CSV file specifying each dms2_bcsubamp run. Must have these columns: name, R1. Can optionally have columns R1trim and R2trim with spaces delimiting subamplicon-specific trimming. If R1trim / R2trim in batch file, do not also give values for --R1trim and --R2trim. Other columns are ignored, so other dms2_bcsubamp args should be passed as separate command line args rather than in --batchfile.
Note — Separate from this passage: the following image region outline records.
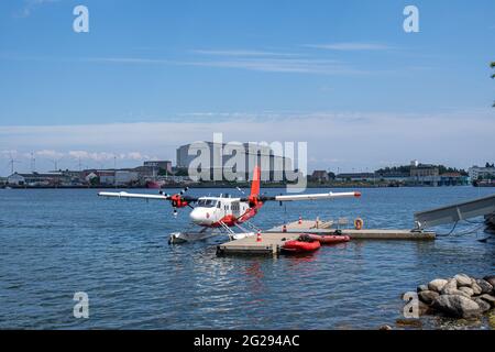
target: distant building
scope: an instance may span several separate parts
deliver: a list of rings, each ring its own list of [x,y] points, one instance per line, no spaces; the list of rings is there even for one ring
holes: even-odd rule
[[[139,180],[136,172],[125,169],[99,169],[94,174],[99,177],[100,185],[106,186],[128,186]]]
[[[444,173],[440,175],[438,186],[466,186],[469,177],[460,173]]]
[[[316,169],[312,172],[310,179],[314,182],[324,183],[330,180],[330,177],[328,175],[328,172],[322,169]]]
[[[409,179],[409,173],[389,172],[389,173],[376,173],[376,178],[381,180],[389,180],[396,183],[404,183]]]
[[[70,185],[70,177],[65,176],[63,173],[13,173],[7,177],[7,183],[12,186],[65,186]]]
[[[144,167],[154,167],[157,170],[165,169],[168,174],[172,173],[172,162],[170,161],[151,161],[144,162]]]
[[[495,178],[495,167],[480,167],[473,166],[468,169],[471,180],[477,179],[494,179]]]
[[[409,183],[415,186],[438,186],[439,168],[431,164],[416,163],[410,167]]]
[[[337,180],[340,182],[350,182],[350,180],[375,180],[376,175],[374,173],[346,173],[346,174],[338,174],[336,176]]]
[[[213,142],[204,142],[209,148],[209,162],[210,162],[210,179],[213,179],[215,174],[223,174],[223,168],[231,168],[233,165],[228,163],[232,163],[235,158],[237,151],[229,151],[229,153],[224,152],[227,144],[213,143]],[[241,180],[250,180],[252,179],[252,169],[254,164],[261,166],[262,180],[285,180],[285,168],[288,166],[289,170],[293,172],[293,161],[288,157],[276,155],[275,152],[268,145],[250,145],[250,143],[240,143],[237,145],[239,148],[243,150],[244,160],[242,165],[237,164],[235,167],[232,167],[233,172],[238,175],[242,175]],[[177,148],[177,168],[178,169],[187,169],[191,165],[193,161],[200,156],[201,152],[197,152],[197,154],[189,154],[189,150],[191,144],[185,144]],[[232,152],[232,153],[230,153]],[[219,161],[221,163],[221,169],[213,167],[215,161]]]

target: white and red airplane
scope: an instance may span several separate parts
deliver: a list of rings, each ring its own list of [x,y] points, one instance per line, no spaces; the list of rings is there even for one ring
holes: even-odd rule
[[[256,216],[258,210],[266,201],[295,201],[295,200],[319,200],[333,198],[361,197],[359,191],[348,193],[326,193],[326,194],[308,194],[308,195],[286,195],[286,196],[263,196],[260,195],[261,168],[255,166],[253,180],[251,184],[251,194],[248,197],[232,198],[230,196],[219,197],[190,197],[185,195],[188,190],[186,187],[179,194],[167,195],[160,191],[160,195],[148,194],[129,194],[127,191],[111,193],[101,191],[98,196],[117,197],[117,198],[140,198],[153,200],[168,200],[174,208],[174,216],[177,215],[178,208],[189,207],[193,211],[189,218],[195,226],[202,228],[199,232],[174,232],[170,234],[170,243],[186,242],[193,240],[201,240],[210,237],[212,230],[223,230],[231,239],[239,239],[246,235],[253,235],[255,232],[246,231],[241,224],[250,224],[249,220]],[[235,233],[231,228],[237,227],[242,233]],[[251,228],[254,228],[250,224]],[[257,230],[257,229],[256,229]]]

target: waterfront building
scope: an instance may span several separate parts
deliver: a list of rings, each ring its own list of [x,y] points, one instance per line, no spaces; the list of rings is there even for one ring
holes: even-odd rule
[[[172,162],[170,161],[148,161],[148,162],[144,162],[143,166],[152,167],[152,168],[155,168],[156,170],[164,169],[168,174],[172,173]]]
[[[389,172],[389,173],[376,173],[376,178],[380,180],[388,180],[395,183],[405,183],[409,180],[408,173]]]
[[[210,166],[209,174],[210,179],[213,179],[215,175],[222,175],[223,169],[231,168],[232,160],[237,155],[237,151],[230,151],[226,146],[231,146],[224,143],[204,142],[208,147]],[[177,148],[177,168],[188,169],[193,161],[202,152],[196,154],[189,154],[191,144],[185,144]],[[244,161],[242,165],[237,164],[232,167],[232,170],[238,175],[241,175],[238,180],[251,180],[252,169],[254,165],[260,165],[262,169],[261,179],[263,182],[277,182],[286,180],[285,169],[289,172],[294,170],[293,161],[288,157],[277,155],[268,145],[239,143],[237,147],[243,151]],[[220,166],[213,165],[213,161],[219,161]],[[201,170],[201,169],[200,169]]]
[[[98,169],[91,174],[99,177],[100,185],[106,186],[128,186],[139,180],[136,172],[127,169]],[[91,178],[89,175],[87,177]]]
[[[472,182],[479,179],[495,179],[495,167],[472,166],[468,169]]]
[[[438,186],[468,186],[469,177],[460,173],[444,173],[440,175]]]
[[[70,185],[70,177],[63,173],[13,173],[7,177],[7,184],[12,186],[66,186]]]
[[[326,183],[330,180],[330,176],[324,169],[316,169],[312,172],[310,179],[314,182]]]
[[[374,173],[344,173],[336,176],[336,180],[339,182],[372,182],[375,179],[376,175]]]
[[[431,164],[420,164],[417,161],[410,165],[409,184],[414,186],[438,186],[440,182],[439,168]]]

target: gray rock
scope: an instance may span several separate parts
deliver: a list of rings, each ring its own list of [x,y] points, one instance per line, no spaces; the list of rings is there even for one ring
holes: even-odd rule
[[[482,289],[482,294],[490,294],[493,290],[493,286],[485,279],[476,279],[476,284]]]
[[[421,293],[421,292],[424,292],[424,290],[428,290],[428,286],[427,285],[419,285],[417,288],[416,288],[416,292],[419,294],[419,293]]]
[[[431,310],[432,309],[430,308],[429,305],[427,305],[427,304],[425,304],[425,302],[422,302],[420,300],[418,301],[418,312],[419,312],[420,317],[429,315],[431,312]]]
[[[488,275],[483,277],[483,279],[485,282],[487,282],[490,285],[492,285],[493,287],[495,287],[495,275]]]
[[[441,295],[433,300],[432,307],[454,318],[473,318],[482,312],[474,300],[460,295]]]
[[[418,294],[419,299],[427,305],[431,305],[438,296],[440,294],[435,290],[422,290]]]
[[[480,298],[487,301],[488,304],[491,304],[492,307],[495,307],[495,296],[484,294],[484,295],[481,295]]]
[[[474,295],[481,295],[482,294],[482,288],[474,280],[473,280],[473,284],[471,285],[471,288],[473,289]]]
[[[440,292],[440,294],[442,295],[457,295],[457,293],[454,293],[455,290],[458,290],[458,280],[455,278],[451,278],[447,282],[446,286],[443,286],[442,290]]]
[[[471,295],[468,295],[465,292],[450,287],[443,288],[441,295],[457,295],[457,296],[464,296],[465,298],[471,298]]]
[[[459,287],[462,286],[471,287],[471,285],[473,284],[473,279],[465,274],[458,274],[454,276],[454,278],[458,282]]]
[[[486,300],[483,300],[480,297],[474,297],[472,299],[480,306],[482,312],[488,311],[492,308]]]
[[[436,278],[436,279],[433,279],[433,280],[428,283],[428,288],[430,290],[435,290],[437,293],[440,293],[442,290],[443,286],[447,285],[447,283],[448,283],[447,279]]]
[[[472,289],[471,287],[468,287],[468,286],[459,287],[459,290],[462,290],[464,294],[466,294],[470,297],[474,295],[474,289]]]

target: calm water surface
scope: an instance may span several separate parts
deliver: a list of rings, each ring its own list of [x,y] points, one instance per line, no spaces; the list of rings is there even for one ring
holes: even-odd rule
[[[362,189],[361,199],[268,204],[254,222],[360,216],[370,228],[411,228],[414,211],[493,191]],[[167,204],[96,193],[0,189],[0,328],[375,329],[400,318],[400,294],[417,284],[495,272],[495,241],[476,241],[483,232],[435,242],[355,241],[307,257],[217,257],[222,238],[167,244],[169,232],[187,226],[187,210],[174,219]],[[73,317],[75,292],[89,295],[89,319]],[[446,323],[424,320],[425,328]]]

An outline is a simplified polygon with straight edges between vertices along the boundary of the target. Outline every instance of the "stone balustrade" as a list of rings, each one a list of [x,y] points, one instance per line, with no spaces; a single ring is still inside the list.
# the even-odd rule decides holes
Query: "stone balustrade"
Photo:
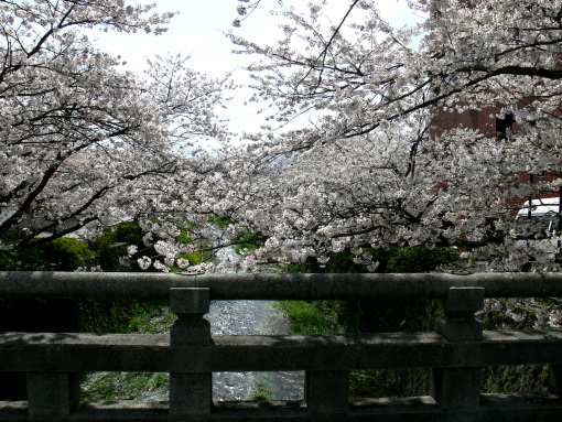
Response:
[[[562,296],[561,274],[225,274],[0,272],[0,296],[170,299],[170,335],[0,333],[0,371],[28,400],[0,421],[560,421],[562,332],[483,331],[486,297]],[[430,333],[212,336],[210,300],[440,299]],[[482,394],[480,368],[549,365],[549,394]],[[357,369],[429,368],[428,396],[349,398]],[[213,372],[305,371],[303,401],[213,402]],[[169,402],[91,402],[85,371],[170,374]]]

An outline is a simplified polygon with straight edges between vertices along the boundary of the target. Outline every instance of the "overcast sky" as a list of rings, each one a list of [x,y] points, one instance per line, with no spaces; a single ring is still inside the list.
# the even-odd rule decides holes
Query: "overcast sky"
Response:
[[[250,1],[251,3],[252,1]],[[305,0],[283,0],[288,6],[303,7]],[[280,18],[272,17],[271,9],[280,10],[278,0],[262,0],[256,11],[234,28],[233,21],[238,18],[237,0],[159,0],[156,11],[179,11],[172,20],[169,31],[160,36],[137,34],[99,34],[98,46],[115,55],[121,55],[127,61],[128,68],[139,69],[145,63],[145,57],[154,54],[182,53],[191,55],[191,67],[214,76],[221,76],[234,72],[237,83],[247,82],[244,71],[237,69],[248,57],[231,54],[233,45],[224,36],[230,30],[236,34],[260,43],[273,44],[279,39],[277,25]],[[248,4],[248,3],[246,3]],[[333,20],[341,19],[342,11],[349,4],[349,0],[327,0],[326,12]],[[380,0],[379,9],[395,26],[411,23],[414,17],[409,9],[397,0]],[[245,107],[244,100],[249,96],[247,90],[236,93],[233,105],[226,110],[230,127],[235,131],[255,131],[259,128],[256,108]]]

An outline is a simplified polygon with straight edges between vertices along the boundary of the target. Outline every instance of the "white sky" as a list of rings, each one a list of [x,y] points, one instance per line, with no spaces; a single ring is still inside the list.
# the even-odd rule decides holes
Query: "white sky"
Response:
[[[307,1],[283,0],[287,7],[302,7],[305,2]],[[155,54],[187,54],[191,55],[192,68],[213,76],[234,72],[235,82],[244,84],[248,77],[239,67],[249,63],[250,58],[231,54],[234,45],[224,33],[234,30],[236,34],[262,44],[274,44],[280,34],[277,29],[280,18],[270,13],[271,9],[280,10],[278,0],[262,0],[256,11],[241,23],[241,28],[233,26],[233,21],[239,18],[236,8],[245,4],[237,0],[159,0],[156,4],[159,12],[180,12],[165,34],[154,36],[144,33],[101,33],[98,46],[114,55],[120,55],[130,69],[142,68],[145,57]],[[325,10],[337,21],[348,6],[349,0],[327,0]],[[382,17],[395,26],[403,26],[415,19],[403,6],[403,1],[401,4],[399,0],[379,0],[378,6]],[[230,128],[238,132],[258,130],[261,116],[256,115],[257,107],[245,106],[244,102],[249,97],[248,90],[241,89],[235,93],[234,97],[233,104],[224,111]]]

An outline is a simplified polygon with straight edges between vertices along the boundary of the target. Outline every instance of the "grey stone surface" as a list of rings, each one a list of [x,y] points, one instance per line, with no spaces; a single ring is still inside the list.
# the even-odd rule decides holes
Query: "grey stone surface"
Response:
[[[562,273],[202,274],[0,271],[2,296],[169,299],[171,288],[209,288],[212,300],[444,299],[452,286],[486,297],[562,296]]]
[[[28,372],[30,416],[69,416],[78,403],[77,374]]]
[[[485,288],[458,289],[458,288]],[[0,403],[0,420],[194,421],[559,421],[558,397],[482,396],[479,367],[551,363],[560,392],[560,332],[484,332],[473,313],[484,296],[562,295],[561,274],[78,274],[0,272],[0,295],[164,299],[170,288],[208,289],[208,299],[439,297],[437,333],[207,337],[204,299],[179,294],[180,322],[164,335],[1,333],[0,370],[25,371],[29,403]],[[452,289],[453,288],[453,289]],[[180,297],[192,294],[191,299]],[[197,293],[198,294],[198,293]],[[193,313],[192,311],[196,311]],[[461,334],[460,334],[461,333]],[[175,338],[175,339],[174,339]],[[434,368],[433,399],[346,407],[348,370]],[[210,372],[306,370],[309,407],[251,403],[212,411]],[[67,372],[165,371],[171,403],[142,408],[80,403]],[[313,375],[314,374],[314,375]],[[167,408],[166,408],[167,405]],[[76,411],[74,409],[76,408]],[[138,412],[137,412],[138,411]],[[136,413],[137,412],[137,413]],[[68,418],[68,414],[71,416]],[[134,416],[132,416],[134,414]]]

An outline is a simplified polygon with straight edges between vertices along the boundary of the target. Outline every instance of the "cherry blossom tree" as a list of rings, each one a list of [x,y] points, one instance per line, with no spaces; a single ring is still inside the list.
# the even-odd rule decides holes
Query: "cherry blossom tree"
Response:
[[[154,57],[143,74],[95,31],[160,34],[173,13],[123,0],[0,4],[0,239],[34,246],[83,227],[185,210],[194,140],[226,138],[230,83]]]
[[[377,1],[349,1],[338,17],[324,3],[287,9],[277,45],[230,34],[260,58],[252,100],[275,110],[201,205],[233,223],[224,244],[261,237],[240,266],[325,263],[350,249],[375,270],[367,248],[401,245],[457,247],[480,270],[559,270],[559,250],[521,246],[544,231],[516,226],[514,212],[560,192],[560,178],[518,174],[562,172],[562,7],[409,1],[423,19],[395,29]],[[435,128],[443,115],[490,107],[517,128]]]

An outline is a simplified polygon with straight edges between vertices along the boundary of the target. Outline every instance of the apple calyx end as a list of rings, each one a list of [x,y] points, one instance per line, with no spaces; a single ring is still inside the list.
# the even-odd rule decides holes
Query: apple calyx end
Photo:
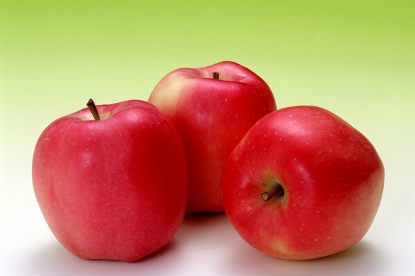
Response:
[[[97,106],[92,99],[89,99],[86,103],[86,106],[88,106],[89,111],[91,111],[91,113],[92,113],[92,116],[93,116],[93,119],[95,121],[99,121],[101,119],[101,117],[100,117],[100,113],[98,113],[98,110],[97,109]]]
[[[282,200],[285,195],[284,188],[279,183],[277,183],[275,187],[268,192],[264,192],[261,194],[261,197],[264,201],[268,201],[272,198],[277,200]]]

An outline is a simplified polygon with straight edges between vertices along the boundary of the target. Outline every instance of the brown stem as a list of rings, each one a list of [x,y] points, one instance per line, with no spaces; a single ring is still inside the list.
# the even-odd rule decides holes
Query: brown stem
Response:
[[[261,197],[264,201],[268,201],[273,197],[275,197],[277,199],[282,198],[284,197],[284,195],[285,192],[284,190],[284,188],[282,188],[282,186],[281,186],[280,184],[277,184],[275,188],[270,191],[261,193]]]
[[[98,113],[98,110],[97,109],[97,106],[95,105],[93,100],[92,99],[89,99],[89,101],[86,103],[86,106],[89,108],[89,111],[92,113],[92,116],[93,116],[93,119],[95,121],[100,120],[100,114]]]

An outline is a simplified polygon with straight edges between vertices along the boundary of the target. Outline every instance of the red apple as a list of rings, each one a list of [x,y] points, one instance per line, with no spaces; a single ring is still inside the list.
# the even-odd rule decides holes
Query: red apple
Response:
[[[317,258],[360,240],[377,212],[385,172],[369,140],[315,106],[259,120],[235,148],[223,204],[248,243],[284,259]]]
[[[87,108],[49,125],[33,188],[59,241],[84,259],[138,260],[167,244],[183,219],[187,165],[172,121],[142,101]]]
[[[223,212],[221,178],[229,154],[258,119],[276,108],[268,86],[245,67],[223,61],[167,74],[149,101],[172,119],[183,141],[187,211]]]

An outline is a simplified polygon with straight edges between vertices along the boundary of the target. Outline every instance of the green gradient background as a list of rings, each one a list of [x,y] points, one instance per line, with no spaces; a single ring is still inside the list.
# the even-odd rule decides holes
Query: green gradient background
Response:
[[[34,201],[33,150],[53,120],[90,97],[146,100],[169,71],[222,60],[263,77],[278,107],[320,106],[356,127],[386,167],[378,216],[415,209],[415,1],[0,1],[9,210]]]

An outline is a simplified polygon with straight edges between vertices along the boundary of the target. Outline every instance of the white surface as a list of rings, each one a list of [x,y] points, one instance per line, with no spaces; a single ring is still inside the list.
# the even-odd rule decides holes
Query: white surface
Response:
[[[48,228],[36,202],[30,157],[12,160],[12,155],[11,159],[1,167],[0,275],[415,274],[411,186],[415,179],[412,174],[396,177],[398,164],[385,162],[384,197],[369,233],[356,246],[337,255],[301,262],[273,258],[245,243],[225,215],[211,215],[187,217],[167,247],[138,262],[122,263],[85,261],[64,248]],[[16,173],[16,166],[25,170]]]

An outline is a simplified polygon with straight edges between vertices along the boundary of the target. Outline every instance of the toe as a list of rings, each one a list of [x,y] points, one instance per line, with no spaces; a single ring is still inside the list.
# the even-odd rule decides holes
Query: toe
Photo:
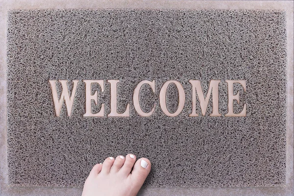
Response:
[[[93,167],[90,174],[89,174],[89,176],[91,177],[95,177],[96,176],[98,173],[101,172],[101,170],[102,169],[102,163],[99,163],[98,164],[96,164]]]
[[[111,172],[117,172],[120,170],[123,165],[125,159],[123,156],[120,155],[118,156],[116,159],[115,159],[115,161],[114,161],[114,163],[113,163],[113,165],[111,167],[110,171]]]
[[[113,157],[108,157],[103,162],[101,172],[109,173],[110,171],[110,168],[111,168],[111,167],[113,165],[114,162],[114,158]]]
[[[136,187],[138,187],[138,191],[143,185],[150,169],[151,163],[146,158],[139,159],[135,164],[130,176],[133,184]]]
[[[125,156],[125,161],[124,164],[121,169],[121,172],[128,176],[132,171],[132,168],[134,167],[134,164],[136,162],[136,156],[132,154],[128,154]]]

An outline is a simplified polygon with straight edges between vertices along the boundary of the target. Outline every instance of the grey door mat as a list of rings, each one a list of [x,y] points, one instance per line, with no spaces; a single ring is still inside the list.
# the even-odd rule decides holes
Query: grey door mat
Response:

Prefix of output summary plots.

As detailed in Output files below, dms2_batch_bcsubamp creates a variety of plots summarizing the output. These files are in the directory specified by --outdir, and have the prefix specified here. This prefix should only contain letters, numbers, dashes, and spaces. Underscores are not allowed as they are a LaTex special character.

Output files

Running dms2_batch_bcsubamp produces a variety of output files, all of which will be found in the directory specified by --outdir.

Results for each sample

The program dms2_bcsubamp is run on each sample specified by --batchfile, so you will create all of the dms2_bcsubamp Output files.

Summary files

Plots are created that summarize the output for all samples specified by --batchfile. These samples have the prefix specified by --summaryprefix. So for instance, if you run dms2_batch_bcsubamp with the arguments --outdir results --summaryprefix summary then these files will have the prefix ./results/summary. They will have the suffixes listed below:

  • .log: a text file that logs the progress of the program.

  • _readstats.pdf: plot of reads for each sample.

  • _bcstats.pdf: plot of barcodes for each sample.

  • _readsperbc.pdf: plot of distribution of the number of reads per-barcode for each sample.

  • _depth.pdf: plot of number of counts called at each site for each sample.

  • _mutfreq.pdf: plot of mutation frequency at each site for each sample.

  • _codonmuttypes.pdf: plot of average frequency of different types of codon mutations.

  • _codonmuttypes.csv: numerical data in _codonmuttypes.pdf.

  • _codnntchanges.pdf: plot of average frequency of codon mutations with different numbers of nucleotide changes.

  • _singlentchanges.pdf: plot frequencies of different types of nucleotide mutations among codons with just one nucleotide change.

  • _cumulmutcounts.pdf: plot fraction of mutations that occur \(\leq\) a given number of times.

Examples and more detailed explanations of these plots can be found in the Doud2016 example.

Memory usage

As described in the Memory usage section for dms2_bcsubamp, each iteration of that program can consume substantial memory. So obviously running it multiple times in parallel with dms2_batch_bcsubamp will consume even more memory.